She sat down and
could not speak--the room whirled round and round--her white
feebleness touched Mrs. Morgan's heart.
"You've had no tea, I guess. Indeed, and the girls are very
careless." She rang the bell with energy, and seconded her pull
by going to the door and shouting out sharp directions, in Welsh,
to Nest and Gwen, and three or four other rough, kind, slatternly
servants.
They brought her tea, which was comfortable, according to the
idea of comfort prevalent in that rude hospitable place; there
was plenty to eat; too much indeed, for it revolted the appetite
it was intended to provoke.

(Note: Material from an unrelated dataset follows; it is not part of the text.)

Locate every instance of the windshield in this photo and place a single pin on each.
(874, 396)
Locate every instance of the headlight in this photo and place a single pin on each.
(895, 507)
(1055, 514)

But the heartiness with which the
kind rosy waiter pressed her to eat, and the scolding Mrs. Morgan
gave her when she found the buttered toast untouched (toast on
which she had herself desired that the butter might not be
spared), did Ruth more good than the tea. She began to hope, and
to long for the morning when hope might have become certainty. It
was all in vain that she was told that the room she had been in
all day was at her service; she did not say a word, but she was
not going to bed that night of all nights in the year, when life
or death hung trembling in the balance. She went into the bedroom
till the bustling house was still, and heard busy feet passing to
and fro into the room she might not enter; and voices, imperious,
though hushed down to a whisper, ask for innumerable things.